Lord Ysana looks thoughtful for a moment before his eyes light up. He leans forward and catches the eye of a woman sitting several seats down. "Dakara," he asks, "you still have contacts within the Chalnori Noraya, don't you?"
"Of course, pet," A dark eyed, dark haired woman, obviously not Shikkan by birth, says. Her lips are full and red and draw out every syllable in a pleasing way. "My half-brother is the nordeme's right hand." I snort at the reminder that the noraya have given their leaders a version of our own titles. Nordeme, nordizsa.
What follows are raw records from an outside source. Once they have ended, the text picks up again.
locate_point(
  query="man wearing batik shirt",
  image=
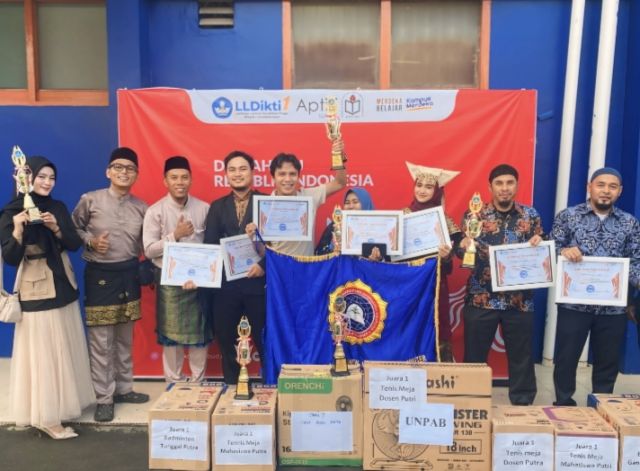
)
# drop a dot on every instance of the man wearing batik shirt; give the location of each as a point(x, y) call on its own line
point(595, 228)
point(504, 221)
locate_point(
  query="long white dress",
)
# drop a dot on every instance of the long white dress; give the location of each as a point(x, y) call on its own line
point(50, 375)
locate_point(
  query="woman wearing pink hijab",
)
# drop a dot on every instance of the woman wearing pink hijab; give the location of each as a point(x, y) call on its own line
point(428, 192)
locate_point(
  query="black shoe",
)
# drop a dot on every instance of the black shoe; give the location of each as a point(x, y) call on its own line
point(103, 413)
point(132, 398)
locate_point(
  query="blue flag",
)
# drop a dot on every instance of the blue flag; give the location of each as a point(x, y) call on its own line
point(390, 310)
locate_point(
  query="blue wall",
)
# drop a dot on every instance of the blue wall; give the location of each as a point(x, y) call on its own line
point(157, 43)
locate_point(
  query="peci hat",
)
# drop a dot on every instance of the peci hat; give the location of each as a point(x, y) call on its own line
point(175, 162)
point(434, 175)
point(124, 153)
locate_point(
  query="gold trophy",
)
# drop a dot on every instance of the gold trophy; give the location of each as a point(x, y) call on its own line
point(337, 229)
point(243, 357)
point(24, 184)
point(338, 326)
point(333, 131)
point(473, 228)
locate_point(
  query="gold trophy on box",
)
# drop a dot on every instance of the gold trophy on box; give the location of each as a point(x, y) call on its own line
point(338, 326)
point(333, 131)
point(243, 357)
point(473, 229)
point(24, 184)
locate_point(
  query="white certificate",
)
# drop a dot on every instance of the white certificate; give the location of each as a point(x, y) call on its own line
point(601, 281)
point(239, 254)
point(376, 227)
point(284, 217)
point(522, 266)
point(423, 232)
point(200, 263)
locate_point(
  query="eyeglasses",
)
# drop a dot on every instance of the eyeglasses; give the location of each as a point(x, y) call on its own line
point(124, 168)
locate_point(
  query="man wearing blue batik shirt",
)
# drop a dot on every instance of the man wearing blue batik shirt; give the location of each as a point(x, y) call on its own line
point(595, 228)
point(504, 221)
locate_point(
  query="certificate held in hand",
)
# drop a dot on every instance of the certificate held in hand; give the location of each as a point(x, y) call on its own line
point(280, 218)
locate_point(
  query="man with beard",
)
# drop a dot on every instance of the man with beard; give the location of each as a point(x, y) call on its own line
point(228, 216)
point(180, 321)
point(109, 221)
point(504, 221)
point(594, 228)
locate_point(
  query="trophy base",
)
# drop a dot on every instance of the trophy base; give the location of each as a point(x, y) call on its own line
point(243, 392)
point(340, 368)
point(469, 260)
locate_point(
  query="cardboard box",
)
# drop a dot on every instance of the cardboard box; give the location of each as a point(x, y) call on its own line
point(467, 387)
point(622, 411)
point(179, 426)
point(584, 440)
point(522, 438)
point(319, 416)
point(243, 433)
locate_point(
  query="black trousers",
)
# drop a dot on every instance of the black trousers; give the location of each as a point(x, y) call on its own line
point(607, 335)
point(517, 329)
point(228, 307)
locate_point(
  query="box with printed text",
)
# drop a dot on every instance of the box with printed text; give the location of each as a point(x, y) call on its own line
point(179, 426)
point(583, 439)
point(319, 416)
point(434, 416)
point(243, 432)
point(622, 411)
point(523, 437)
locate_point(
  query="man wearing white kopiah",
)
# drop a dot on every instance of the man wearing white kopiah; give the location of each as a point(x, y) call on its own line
point(181, 322)
point(285, 171)
point(593, 228)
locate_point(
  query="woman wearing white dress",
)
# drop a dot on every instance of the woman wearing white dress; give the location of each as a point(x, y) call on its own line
point(50, 377)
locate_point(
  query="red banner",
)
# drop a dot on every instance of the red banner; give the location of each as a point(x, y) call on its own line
point(467, 130)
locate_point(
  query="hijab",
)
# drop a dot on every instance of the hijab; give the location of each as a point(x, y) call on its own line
point(363, 196)
point(38, 234)
point(436, 200)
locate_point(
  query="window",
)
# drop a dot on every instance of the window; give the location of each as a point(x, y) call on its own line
point(385, 44)
point(53, 52)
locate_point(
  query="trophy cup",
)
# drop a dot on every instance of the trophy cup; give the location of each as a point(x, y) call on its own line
point(333, 131)
point(24, 184)
point(473, 228)
point(337, 229)
point(338, 325)
point(243, 357)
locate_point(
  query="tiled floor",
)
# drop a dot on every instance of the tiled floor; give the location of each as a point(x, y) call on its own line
point(137, 413)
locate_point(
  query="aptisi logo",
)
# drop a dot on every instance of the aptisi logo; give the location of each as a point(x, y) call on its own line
point(352, 103)
point(419, 103)
point(222, 107)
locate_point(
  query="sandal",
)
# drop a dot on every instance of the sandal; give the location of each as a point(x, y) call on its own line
point(59, 432)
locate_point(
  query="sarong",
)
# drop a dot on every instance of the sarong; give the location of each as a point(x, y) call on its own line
point(112, 292)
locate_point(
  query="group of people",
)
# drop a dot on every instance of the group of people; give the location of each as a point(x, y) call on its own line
point(56, 373)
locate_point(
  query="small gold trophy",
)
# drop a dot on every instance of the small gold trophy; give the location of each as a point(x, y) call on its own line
point(243, 357)
point(24, 184)
point(337, 229)
point(473, 228)
point(333, 131)
point(338, 326)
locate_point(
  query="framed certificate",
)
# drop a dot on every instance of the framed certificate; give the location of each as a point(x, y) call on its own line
point(284, 217)
point(423, 232)
point(200, 263)
point(522, 266)
point(239, 254)
point(601, 281)
point(374, 227)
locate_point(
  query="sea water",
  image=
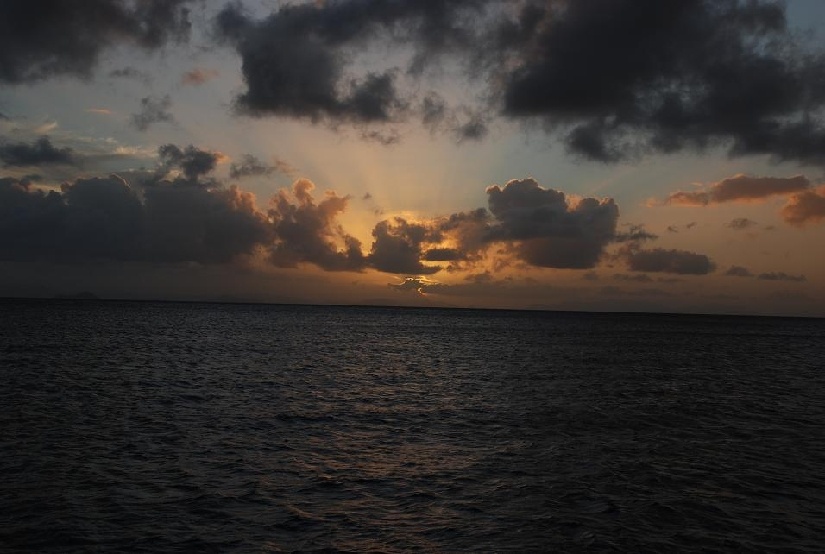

"Jana Semiroth is a reasonable man," the rosy-faced woman called Dakara pronounces in a mild accent- Brekkan, I think. "He will treat with us if we make it worth his while."
"Could they cease hostilities and turf wars with the Shotori long enough to get anything done?" Miromi Chayal asks. "It sounds like a bad joke to me. A shotori norayasti, a Chalnori norayasti, the Shao Asha, the Macchonese pirazarin, and the vasayaste walk into a bar..."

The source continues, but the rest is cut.